Suzanne Citron was also a member of the Comité de vigilance face aux usages publics de l'histoire (CVUH), an association of historians founded to monitor the public use of history for collective memory purposes, particularly by politicians.

She died in Paris on 22 January 2018 at the age of 95 and was buried alongside her husband in Montjustin.

== Statement of position ==
In July 2017, in an article published on the website of the daily newspaper Le Monde and entitled "By inviting Netanyahu, Emmanuel Macron is instrumentalizing French history", Suzanne Citron criticized what she considered to be Emmanuel Macron's instrumentalization of French history, guilty, in her opinion, of fuelling confusion about French history by inviting the Israeli Prime Minister to the commemoration of the Vél' d'Hiv roundup.

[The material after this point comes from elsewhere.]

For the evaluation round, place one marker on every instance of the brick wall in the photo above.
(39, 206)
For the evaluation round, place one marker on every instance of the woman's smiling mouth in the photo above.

Her position, set out in three paragraphs, continued as follows: "Interned at Drancy on 4 July 1944 and liberated by the events of 17 August 1944, I formally deny any justification for the presence of a man who condones the exactions and misdeeds of Israeli colonisation in Palestine, and I reject the endless and demagogic confusion between antisemitism and criticism of the State of Israel" ("Internée à Drancy le 4 juillet 1944 et libérée par les événements du 17 août 1944, je dénie formellement toute justification à la présence d’un homme cautionnant les exactions et les méfaits de la colonisation israélienne en Palestine et je récuse la sempiternelle et démagogique confusion entre antisémitisme et critique de l’État d’Israël").

== Private life ==
She was the wife of the French literary historian and musicologist Pierre Citron (1919–2010).

== Publications ==

- L'École bloquée, Bordas, 1971.
- Enseigner l’histoire aujourd'hui : la mémoire perdue et retrouvée, Les Éditions ouvrières, 1984.
- Le Mythe national : l'Histoire de France en question, Les Éditions ouvrières, 1987.
- Le Bicentenaire et ces îles que l'on dit françaises, Syllepse, 1989.
- L'Histoire de France autrement, Les Éditions de l'Atelier, 1992; 2nd ed. 1995.
- L'Histoire des hommes, Syros jeunesse, 1996; new updated edition 1999, digital version 2015 (« L'histoire des hommes, racontée par Suzanne Citron », on www.chalifour.fr (pdf, 340 MB)).
- Mes lignes de démarcation : croyances, utopies, engagements, Syllepse, 2003.
- Le Mythe national : l'Histoire de France revisitée, Les Éditions de l'Atelier/Les Éditions ouvrières (pocket), 2008 (updated 1987 edition); new edition 2017.